Ганс направился к буфету. Он купил там вазочку мороженого для меня, а себе бутылку жигулевского пива. Мы расположились за мраморным столиком у стены, у плюшевой портьеры.
За этой портьерой — дверь, за дверью — зрительный зал.
Там шел фильм. Приглушенно проникали сюда басистые мужские голоса, визгливый женский смех, музыка. Я любил вот так, сквозь стену, прислушиваться к звукам чужого сеанса. Если картина была знакомая, виденная много раз, можно было угадывать, что там сейчас происходит, на экране, вспоминать лица актеров, прикидывать, скоро ли конец. Если же фильм был новый, я старался по этим невнятным звукам, по томительным паузам, по скрипу кресел и порывам смеха в зале определить, интересно будет или скучно, стоило ли тратить деньги на билет.
И вообще когда за стеной идет кино, а тебе еще только предстоит его смотреть и когда, подслеповато щуря глаза, сдержанно гомоня, обмениваясь впечатлениями, из зала на божий свет выкатываются зрители предыдущего сеанса, кажется, что эти вот люди только что, опередив тебя, прожили какую-то часть твоей собственной будущей жизни, и они уже знают, что тебе грядет, а ты еще только сидишь в ожидании и в неизвестности, ждешь звонка…
Мороженое быстро таяло, я хлебал его ложечкой, как сметану.
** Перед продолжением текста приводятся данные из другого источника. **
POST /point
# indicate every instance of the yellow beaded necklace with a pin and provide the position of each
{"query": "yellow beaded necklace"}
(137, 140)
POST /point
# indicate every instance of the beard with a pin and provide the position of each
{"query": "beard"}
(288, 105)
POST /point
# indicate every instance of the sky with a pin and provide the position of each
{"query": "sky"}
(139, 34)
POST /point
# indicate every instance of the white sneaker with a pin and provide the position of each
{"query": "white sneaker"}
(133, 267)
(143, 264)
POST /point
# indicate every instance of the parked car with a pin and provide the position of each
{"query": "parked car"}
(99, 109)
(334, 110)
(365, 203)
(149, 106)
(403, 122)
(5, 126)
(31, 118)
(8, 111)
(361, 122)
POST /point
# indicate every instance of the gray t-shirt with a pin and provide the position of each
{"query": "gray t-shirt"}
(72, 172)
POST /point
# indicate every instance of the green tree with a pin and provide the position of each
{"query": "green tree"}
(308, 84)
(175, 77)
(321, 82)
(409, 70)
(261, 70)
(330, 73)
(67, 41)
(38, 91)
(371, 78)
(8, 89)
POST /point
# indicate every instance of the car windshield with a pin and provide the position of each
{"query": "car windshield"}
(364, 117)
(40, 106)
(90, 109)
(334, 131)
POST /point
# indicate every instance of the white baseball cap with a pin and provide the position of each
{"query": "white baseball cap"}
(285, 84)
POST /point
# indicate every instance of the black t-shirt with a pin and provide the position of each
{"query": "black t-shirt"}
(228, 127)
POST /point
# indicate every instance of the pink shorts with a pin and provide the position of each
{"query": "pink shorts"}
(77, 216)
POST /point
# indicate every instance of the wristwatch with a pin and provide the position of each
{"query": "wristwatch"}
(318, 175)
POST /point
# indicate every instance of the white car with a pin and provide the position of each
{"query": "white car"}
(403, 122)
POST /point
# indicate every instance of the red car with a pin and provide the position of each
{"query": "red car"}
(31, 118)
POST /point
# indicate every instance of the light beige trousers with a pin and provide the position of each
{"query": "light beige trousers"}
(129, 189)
В бутылке Ганса вздувались и неслышно лопались пенные пузыри.
Из-за плюшевой портьеры сейчас доносились рулады женского голоса немыслимой высоты и прелести, птичьей свободы:
Аа, аа, аа, а-ааа,
Аа-а, аа, а-ааа…
Ганс, не донеся стакан до рта, приник к портьере. Вслушался. Глаза его мечтательно поднялись к потолку.
— Это называется «Сказки Венского леса», — сообщил он мне. — Венский лес — он в самом городе, на высокой горе…
По лицу его скользнула блаженная улыбка.
Я, облизывая ложку, внимательно посмотрел на него.
— Тебе хочется… туда?
— Там теперь Гитлер.
— А какой город лучше — наш или Вена? — спросил я ревниво.
— Вена, — ответил Ганс.
К началу сеанса зал оказался полон.
Померкла люстра. Клин света из проекционной будки пронзил темноту.
Бодрый марш возвестил кинохронику.
Вот к перрону вокзала медленно подходит поезд. В тамбуре вагона появляется человек, лицо которого мне давно знакомо по портретам. Мясистый подбородок, коротко подстриженные усы, пенсне. Он держится с достоинством, даже чуть высокомерно, но в движениях его, во взгляде сквозит некоторое смятение. Приподняв над головой шляпу, он ступает на перрон.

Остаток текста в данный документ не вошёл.